Ces principes généraux de prévention, dans la situation en question, ne peuvent se traduire que par une cessation de la présence migratoire en ces lieux. Concrètement, cela signifie l’abrogation des accords du Touquet, pour rétablir la liberté de circulation et permettre à ces personnes de rejoindre librement l’Angleterre, et l’ouverture d’hébergements d’urgence, afin que ces personnes puissent vivre dans des conditions dignes et sécurisées, anéantissant tout intérêt à une présence sur ces lieux. Il va de soi que vous n’avez pas compétence pour prendre de telles mesures : vous n’avez pas compétence pour « combattre les risques à la source ».
En revanche, il est de votre responsabilité, pour le moins, d’éviter les risques, c’est-à-dire d’éviter le passage des trains sur cette voie. Or, il existe une mesure dont nous pouvons être certain que l’investissement financier donnerait satisfaction. Il s’agit de supprimer temporairement les circulations sur la VHU tant qu’il y a présence migratoire, et de faire passer les trafics par le poste 10.
Cette mesure implique au moins deux heures de manœuvres supplémentaires pour les salariés. Compte tenu de l’organisation du travail sur le site de Dunkerque, elle impose l’affectation de moyens humains et matériels, c’est-à-dire l’affectation d’effectifs supplémentaires, ainsi que d’un engin moteur supplémentaire.
A défaut d’une telle mesure, il ne resterait qu’à interrompre les trafics du site, tant que les dangers persistent.
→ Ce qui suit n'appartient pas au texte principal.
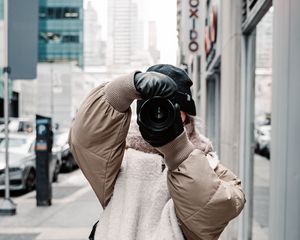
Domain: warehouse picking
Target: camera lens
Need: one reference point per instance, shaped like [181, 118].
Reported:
[157, 114]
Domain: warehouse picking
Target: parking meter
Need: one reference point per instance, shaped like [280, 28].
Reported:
[43, 149]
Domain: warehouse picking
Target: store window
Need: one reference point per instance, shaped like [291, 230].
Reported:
[262, 127]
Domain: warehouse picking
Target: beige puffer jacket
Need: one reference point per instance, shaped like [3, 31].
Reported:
[205, 200]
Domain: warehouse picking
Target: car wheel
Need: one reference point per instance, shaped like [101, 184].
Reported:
[30, 181]
[69, 164]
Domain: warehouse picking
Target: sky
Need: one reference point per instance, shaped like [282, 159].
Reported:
[163, 12]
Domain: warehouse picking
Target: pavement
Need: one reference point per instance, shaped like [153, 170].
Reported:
[73, 212]
[75, 209]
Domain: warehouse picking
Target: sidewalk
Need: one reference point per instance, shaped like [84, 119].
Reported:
[73, 211]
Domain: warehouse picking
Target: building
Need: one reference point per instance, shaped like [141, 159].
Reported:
[125, 31]
[225, 72]
[1, 9]
[69, 86]
[94, 46]
[61, 31]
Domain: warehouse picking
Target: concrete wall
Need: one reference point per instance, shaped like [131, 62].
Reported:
[230, 94]
[285, 151]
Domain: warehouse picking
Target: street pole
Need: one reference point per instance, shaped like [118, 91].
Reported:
[8, 207]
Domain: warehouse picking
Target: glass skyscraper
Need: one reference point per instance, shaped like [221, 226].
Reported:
[61, 31]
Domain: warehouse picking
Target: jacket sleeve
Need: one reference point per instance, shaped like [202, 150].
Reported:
[98, 133]
[205, 199]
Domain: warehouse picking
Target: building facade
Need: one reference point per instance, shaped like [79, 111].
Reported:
[61, 31]
[94, 46]
[228, 69]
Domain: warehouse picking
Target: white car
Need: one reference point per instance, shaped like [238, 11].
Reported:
[22, 162]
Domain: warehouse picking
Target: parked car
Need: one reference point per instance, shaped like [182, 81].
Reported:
[22, 162]
[21, 125]
[61, 141]
[263, 139]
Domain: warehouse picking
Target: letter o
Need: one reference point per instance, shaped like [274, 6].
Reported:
[194, 3]
[193, 46]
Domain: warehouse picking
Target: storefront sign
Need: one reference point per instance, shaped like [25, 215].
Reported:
[194, 22]
[211, 32]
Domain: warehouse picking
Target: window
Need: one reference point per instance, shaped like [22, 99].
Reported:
[59, 13]
[70, 39]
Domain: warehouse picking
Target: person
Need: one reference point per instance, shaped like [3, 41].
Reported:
[150, 185]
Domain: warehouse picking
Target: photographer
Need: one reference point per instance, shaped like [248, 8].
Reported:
[193, 198]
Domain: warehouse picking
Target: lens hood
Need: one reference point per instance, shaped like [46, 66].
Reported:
[156, 114]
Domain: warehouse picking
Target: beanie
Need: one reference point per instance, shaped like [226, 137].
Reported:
[183, 96]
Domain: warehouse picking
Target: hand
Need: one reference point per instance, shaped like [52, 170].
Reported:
[150, 84]
[158, 139]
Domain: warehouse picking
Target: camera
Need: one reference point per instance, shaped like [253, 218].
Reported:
[156, 114]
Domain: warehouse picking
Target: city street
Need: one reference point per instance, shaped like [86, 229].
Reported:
[74, 210]
[261, 197]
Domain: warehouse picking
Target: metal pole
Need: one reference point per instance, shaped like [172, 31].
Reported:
[7, 207]
[51, 90]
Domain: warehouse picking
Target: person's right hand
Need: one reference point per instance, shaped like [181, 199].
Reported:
[150, 84]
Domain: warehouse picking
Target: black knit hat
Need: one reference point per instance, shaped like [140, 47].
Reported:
[183, 96]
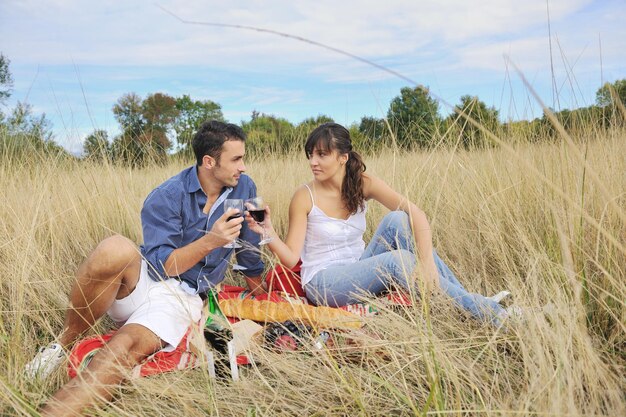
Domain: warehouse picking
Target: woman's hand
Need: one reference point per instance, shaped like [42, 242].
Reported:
[258, 227]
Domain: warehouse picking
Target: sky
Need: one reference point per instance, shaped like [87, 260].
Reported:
[73, 59]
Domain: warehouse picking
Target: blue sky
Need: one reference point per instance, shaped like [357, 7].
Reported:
[73, 59]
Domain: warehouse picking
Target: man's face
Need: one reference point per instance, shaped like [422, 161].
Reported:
[230, 165]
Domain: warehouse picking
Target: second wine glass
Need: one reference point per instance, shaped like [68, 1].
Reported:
[256, 208]
[235, 203]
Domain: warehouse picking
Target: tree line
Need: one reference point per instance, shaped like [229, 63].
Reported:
[157, 126]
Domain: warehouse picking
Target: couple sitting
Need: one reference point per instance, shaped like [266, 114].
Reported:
[156, 292]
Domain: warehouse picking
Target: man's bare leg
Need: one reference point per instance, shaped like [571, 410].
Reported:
[129, 346]
[110, 272]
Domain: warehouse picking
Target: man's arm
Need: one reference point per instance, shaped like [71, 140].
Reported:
[222, 232]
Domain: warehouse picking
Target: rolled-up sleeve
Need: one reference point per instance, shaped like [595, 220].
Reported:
[162, 228]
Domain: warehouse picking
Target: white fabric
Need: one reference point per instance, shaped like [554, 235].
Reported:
[330, 241]
[163, 307]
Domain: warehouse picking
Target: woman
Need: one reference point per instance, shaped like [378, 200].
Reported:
[326, 226]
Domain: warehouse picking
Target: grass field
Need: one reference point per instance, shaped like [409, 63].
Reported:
[546, 221]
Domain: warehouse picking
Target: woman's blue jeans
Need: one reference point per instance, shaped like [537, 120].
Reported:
[390, 255]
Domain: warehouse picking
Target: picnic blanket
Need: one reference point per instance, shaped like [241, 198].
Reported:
[285, 302]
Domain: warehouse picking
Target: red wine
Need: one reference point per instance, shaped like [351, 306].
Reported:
[258, 215]
[233, 217]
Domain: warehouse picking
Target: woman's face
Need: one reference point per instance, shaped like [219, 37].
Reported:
[327, 163]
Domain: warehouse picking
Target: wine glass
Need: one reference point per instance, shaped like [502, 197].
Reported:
[256, 208]
[235, 203]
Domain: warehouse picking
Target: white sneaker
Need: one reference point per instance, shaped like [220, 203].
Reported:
[45, 362]
[514, 312]
[500, 296]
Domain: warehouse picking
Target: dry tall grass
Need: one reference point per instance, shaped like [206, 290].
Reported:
[532, 220]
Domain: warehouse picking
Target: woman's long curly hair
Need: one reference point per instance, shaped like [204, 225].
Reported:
[330, 137]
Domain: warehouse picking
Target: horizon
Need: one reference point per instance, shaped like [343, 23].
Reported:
[71, 67]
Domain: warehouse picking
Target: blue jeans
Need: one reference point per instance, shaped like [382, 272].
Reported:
[390, 259]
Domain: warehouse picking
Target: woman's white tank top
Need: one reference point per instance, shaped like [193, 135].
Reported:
[330, 241]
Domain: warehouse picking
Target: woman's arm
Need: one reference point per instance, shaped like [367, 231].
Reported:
[379, 190]
[288, 251]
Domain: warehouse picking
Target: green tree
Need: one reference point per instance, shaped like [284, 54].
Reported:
[145, 125]
[372, 127]
[22, 132]
[21, 121]
[128, 147]
[414, 117]
[128, 113]
[6, 80]
[268, 133]
[159, 112]
[606, 95]
[191, 114]
[472, 108]
[96, 146]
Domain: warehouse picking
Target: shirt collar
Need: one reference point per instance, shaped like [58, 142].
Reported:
[193, 183]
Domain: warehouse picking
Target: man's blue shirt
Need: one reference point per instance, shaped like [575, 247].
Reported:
[172, 217]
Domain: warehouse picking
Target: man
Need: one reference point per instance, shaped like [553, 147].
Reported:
[157, 292]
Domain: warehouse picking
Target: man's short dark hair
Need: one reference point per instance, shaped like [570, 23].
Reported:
[211, 136]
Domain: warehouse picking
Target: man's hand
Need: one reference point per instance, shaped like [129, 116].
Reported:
[225, 231]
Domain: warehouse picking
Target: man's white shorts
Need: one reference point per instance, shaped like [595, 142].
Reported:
[161, 306]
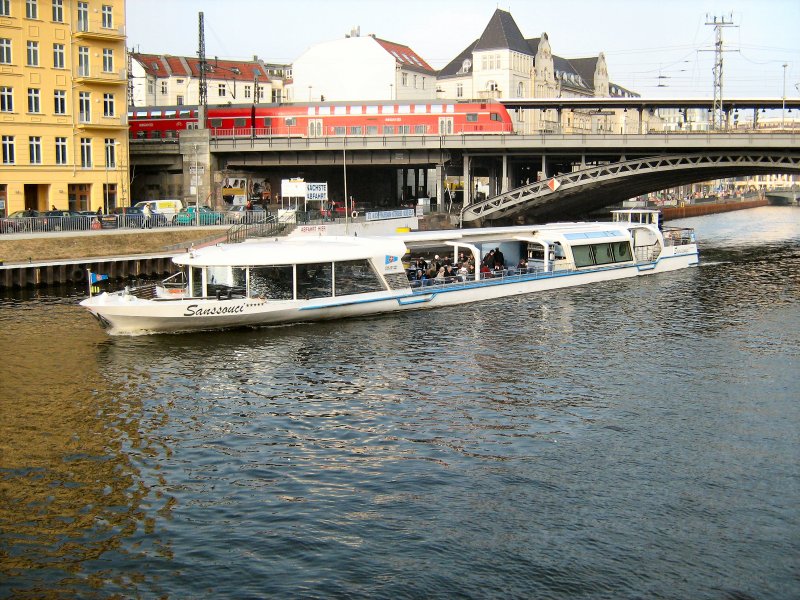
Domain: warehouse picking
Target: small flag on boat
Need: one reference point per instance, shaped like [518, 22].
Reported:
[94, 278]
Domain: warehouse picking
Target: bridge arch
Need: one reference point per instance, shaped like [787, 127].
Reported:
[586, 190]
Or, pour l’heure, ces dangers graves et imminents persistent.
C'est pourquoi, en tant que membre du CSE et conformément à l'article L. 4132-2 du code du travail, nous vous déposons par la présente un droit d'alerte pour danger grave et imminent concernant les risques d’accident de personne et l’ensemble des risques sur la santé mentale et physique liés à l’environnement anxiogène et violent auxquels sont soumises les circulations ferroviaires au sein du Grand Port Maritime de Dunkerque, en raison d’une concentration de population migrante livrée à elle-même.
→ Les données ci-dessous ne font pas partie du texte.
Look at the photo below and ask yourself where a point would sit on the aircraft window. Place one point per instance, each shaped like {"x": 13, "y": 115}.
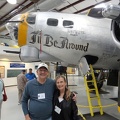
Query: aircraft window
{"x": 68, "y": 24}
{"x": 52, "y": 22}
{"x": 31, "y": 19}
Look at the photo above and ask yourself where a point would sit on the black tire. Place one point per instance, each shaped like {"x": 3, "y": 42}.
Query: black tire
{"x": 99, "y": 82}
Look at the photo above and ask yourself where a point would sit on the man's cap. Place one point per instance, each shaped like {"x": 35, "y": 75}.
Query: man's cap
{"x": 42, "y": 65}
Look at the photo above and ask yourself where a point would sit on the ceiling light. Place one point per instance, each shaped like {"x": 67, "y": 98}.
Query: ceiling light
{"x": 12, "y": 1}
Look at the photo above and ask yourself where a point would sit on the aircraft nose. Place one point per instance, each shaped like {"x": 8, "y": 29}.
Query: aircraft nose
{"x": 12, "y": 27}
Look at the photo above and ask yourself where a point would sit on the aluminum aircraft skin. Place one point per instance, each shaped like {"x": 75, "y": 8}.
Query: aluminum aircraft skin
{"x": 66, "y": 38}
{"x": 73, "y": 40}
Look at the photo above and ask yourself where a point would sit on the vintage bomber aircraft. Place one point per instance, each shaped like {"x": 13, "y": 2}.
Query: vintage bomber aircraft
{"x": 73, "y": 40}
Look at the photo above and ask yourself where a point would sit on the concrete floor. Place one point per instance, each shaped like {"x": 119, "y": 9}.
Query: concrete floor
{"x": 12, "y": 111}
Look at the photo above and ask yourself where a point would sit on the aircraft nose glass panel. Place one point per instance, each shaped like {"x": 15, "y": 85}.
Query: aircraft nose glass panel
{"x": 12, "y": 27}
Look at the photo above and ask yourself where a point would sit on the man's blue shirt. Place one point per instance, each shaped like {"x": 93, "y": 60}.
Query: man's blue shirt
{"x": 30, "y": 76}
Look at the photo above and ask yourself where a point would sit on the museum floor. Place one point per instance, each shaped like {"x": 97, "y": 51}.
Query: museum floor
{"x": 12, "y": 111}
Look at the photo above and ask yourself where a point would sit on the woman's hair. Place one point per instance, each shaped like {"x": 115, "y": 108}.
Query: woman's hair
{"x": 67, "y": 94}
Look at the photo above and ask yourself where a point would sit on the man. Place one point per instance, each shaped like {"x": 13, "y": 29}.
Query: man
{"x": 30, "y": 75}
{"x": 21, "y": 82}
{"x": 38, "y": 95}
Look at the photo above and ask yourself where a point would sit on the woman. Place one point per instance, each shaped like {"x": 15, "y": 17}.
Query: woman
{"x": 1, "y": 96}
{"x": 64, "y": 106}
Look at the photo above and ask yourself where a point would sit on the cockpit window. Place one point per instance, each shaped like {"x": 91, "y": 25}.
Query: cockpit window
{"x": 31, "y": 18}
{"x": 52, "y": 22}
{"x": 68, "y": 24}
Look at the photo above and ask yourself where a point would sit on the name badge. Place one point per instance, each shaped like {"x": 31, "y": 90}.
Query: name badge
{"x": 41, "y": 96}
{"x": 57, "y": 110}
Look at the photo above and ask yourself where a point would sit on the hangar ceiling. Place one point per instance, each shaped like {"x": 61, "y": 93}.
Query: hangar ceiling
{"x": 7, "y": 11}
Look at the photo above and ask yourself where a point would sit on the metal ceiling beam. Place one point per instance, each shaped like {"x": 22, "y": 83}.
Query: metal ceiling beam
{"x": 87, "y": 8}
{"x": 13, "y": 9}
{"x": 68, "y": 6}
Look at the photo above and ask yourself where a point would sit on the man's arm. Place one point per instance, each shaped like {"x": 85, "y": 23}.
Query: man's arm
{"x": 25, "y": 99}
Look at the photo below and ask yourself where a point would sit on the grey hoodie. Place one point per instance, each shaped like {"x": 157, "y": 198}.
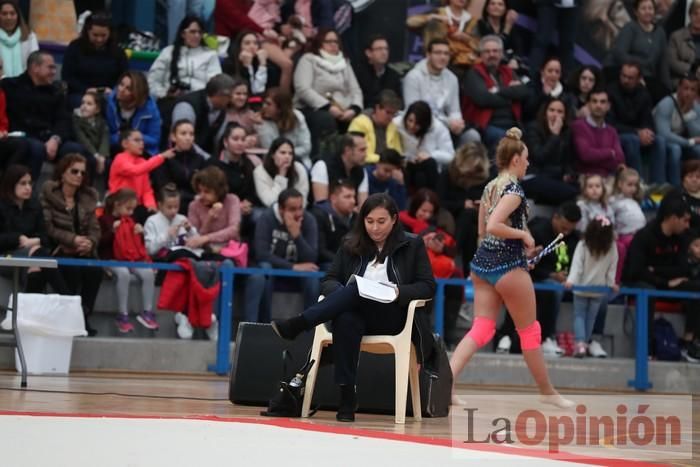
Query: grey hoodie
{"x": 441, "y": 91}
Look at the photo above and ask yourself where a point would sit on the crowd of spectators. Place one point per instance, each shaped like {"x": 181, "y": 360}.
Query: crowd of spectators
{"x": 278, "y": 144}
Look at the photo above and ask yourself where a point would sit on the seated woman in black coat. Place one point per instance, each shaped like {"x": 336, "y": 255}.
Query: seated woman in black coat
{"x": 94, "y": 61}
{"x": 551, "y": 176}
{"x": 180, "y": 169}
{"x": 377, "y": 248}
{"x": 22, "y": 229}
Ce droit d'alerte couvre l'ensemble des CDL de Captrain France affectés sur le site de Dunkerque. Merci de bien vouloir en déposer copie dans le registre spécial de l'entreprise.
Nous vous rappelons que ce droit d'alerte pour danger grave et imminent oblige l'employeur à procéder immédiatement à une enquête conjointe avec le représentant du CSE qui lui a signalé le danger et à prendre les dispositions nécessaires pour y remédier.